Buddhism posits that attachment to outcomes is a major source of suffering and advocates for the cultivation of mindfulness, compassion, and wisdom as a means to finding peace and happiness. The Four Noble Truths and the Noble Eightfold Path provide a framework for achieving this state of being. Buddhism teaches that by focusing on the present moment and letting go of attachment to outcomes, individuals can find contentment and well-being in their daily lives.
Traditional Western Philosophy & Stoics
Traditional Western philosophy, including the Stoics, emphasizes the importance of focusing on what is within one's control and accepting what is not. The Stoics believed that true happiness comes from cultivating inner peace and living in accordance with reason and virtue, rather than external outcomes. This philosophy can lead to greater well-being by helping individuals to find contentment in the present moment and to approach life's challenges with resilience and equanimity.
Christianity, Judaism, Islam
Christianity teaches that the ultimate goal of life is to love and serve God, and that true fulfillment is found in living a life of virtue and faith. While Christianity acknowledges the importance of external outcomes, such as achieving salvation, it also emphasizes the importance of focusing on the present moment and living a life of service and compassion. By cultivating virtues such as humility and gratitude, individuals can find meaning and purpose in their everyday experiences and ultimately achieve a higher level of well-being.

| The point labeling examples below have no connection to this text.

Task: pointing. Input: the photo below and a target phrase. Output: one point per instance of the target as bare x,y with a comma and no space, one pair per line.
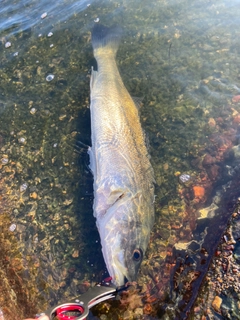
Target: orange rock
216,304
199,192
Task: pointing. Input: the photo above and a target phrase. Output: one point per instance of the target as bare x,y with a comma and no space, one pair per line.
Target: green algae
175,63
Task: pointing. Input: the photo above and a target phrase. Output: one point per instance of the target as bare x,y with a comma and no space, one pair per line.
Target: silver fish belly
123,176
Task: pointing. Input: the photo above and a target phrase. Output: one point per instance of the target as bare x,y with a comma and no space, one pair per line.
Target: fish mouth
119,272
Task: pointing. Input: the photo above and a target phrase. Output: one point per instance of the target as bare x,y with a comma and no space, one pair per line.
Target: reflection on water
19,15
183,59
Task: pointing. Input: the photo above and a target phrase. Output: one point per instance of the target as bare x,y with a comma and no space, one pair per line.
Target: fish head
124,237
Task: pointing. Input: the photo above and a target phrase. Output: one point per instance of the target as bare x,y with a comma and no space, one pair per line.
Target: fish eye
137,254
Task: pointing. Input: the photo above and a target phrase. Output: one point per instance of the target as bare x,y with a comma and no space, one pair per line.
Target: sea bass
123,176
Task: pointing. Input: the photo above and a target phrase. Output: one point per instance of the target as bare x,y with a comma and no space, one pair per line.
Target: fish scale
123,176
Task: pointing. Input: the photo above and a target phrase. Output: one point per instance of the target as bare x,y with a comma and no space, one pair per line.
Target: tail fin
105,38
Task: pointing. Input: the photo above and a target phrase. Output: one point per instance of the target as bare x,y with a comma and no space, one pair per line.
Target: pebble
12,227
33,110
216,304
23,187
8,44
50,77
4,160
21,140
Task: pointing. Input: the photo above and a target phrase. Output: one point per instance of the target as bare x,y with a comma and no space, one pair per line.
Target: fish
123,177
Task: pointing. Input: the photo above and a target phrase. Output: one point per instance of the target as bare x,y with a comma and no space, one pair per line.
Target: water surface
182,58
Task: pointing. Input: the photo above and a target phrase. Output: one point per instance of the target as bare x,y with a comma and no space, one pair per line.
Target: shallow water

Judaism, like Christianity, emphasizes the importance of living a life of faith and virtue, but places more emphasis on living in accordance with God's laws and commandments. While Christianity places greater emphasis on the importance of personal salvation through faith in Jesus Christ, Judaism emphasizes the importance of following the Torah and observing Jewish law. Both religions emphasize the importance of living in the present moment and cultivating virtues such as compassion, humility, and gratitude.
Islam teaches that individuals should focus on their actions in the present moment and leave the outcome to God. Muslims are encouraged to cultivate virtues such as patience, contentment, and gratitude in order to find peace and happiness in this life and the hereafter. By submitting to God's will and living a life of service to others, Muslims can find meaning and purpose in their everyday experiences and achieve a higher level of well-being.
- Armstrong, Karen. The Great Transformation: The Beginning of Our Religious Traditions. Anchor Books, 2006.
- Dalai Lama. The Essence of Buddhism. Simon & Schuster, 2001.
- Esposito, John L. Islam: The Straight Path. Oxford University Press, 2011.
- Jacobs, Louis. "Judaism." Stanford Encyclopedia of Philosophy, Stanford University, 2020, plato.stanford.edu/entries/judaism/.
- Flood, Gavin. An Introduction to Hinduism. Cambridge University Press, 1996.
- Ivanhoe, Philip J. "Daoism and Confucianism." Stanford Encyclopedia of Philosophy, Stanford University, 2017, plato.stanford.edu/entries/daoism-confucianism/.
- McGrath, Alister E. Christianity: An Introduction. Blackwell Publishing, 2006.
- Sellars, John. "Stoicism." Stanford Encyclopedia of Philosophy, Stanford University, 2020, plato.stanford.edu/entries/stoicism/.
- Seligman, Martin E. P., and Tracy A. Steen. "Positive Psychology: An Introduction." American Psychologist, vol. 55, no. 1, 2000, pp. 5-14.
- Soccio, Douglas J. Archetypes of Wisdom: An Introduction to Philosophy. Cengage Learning, 2016.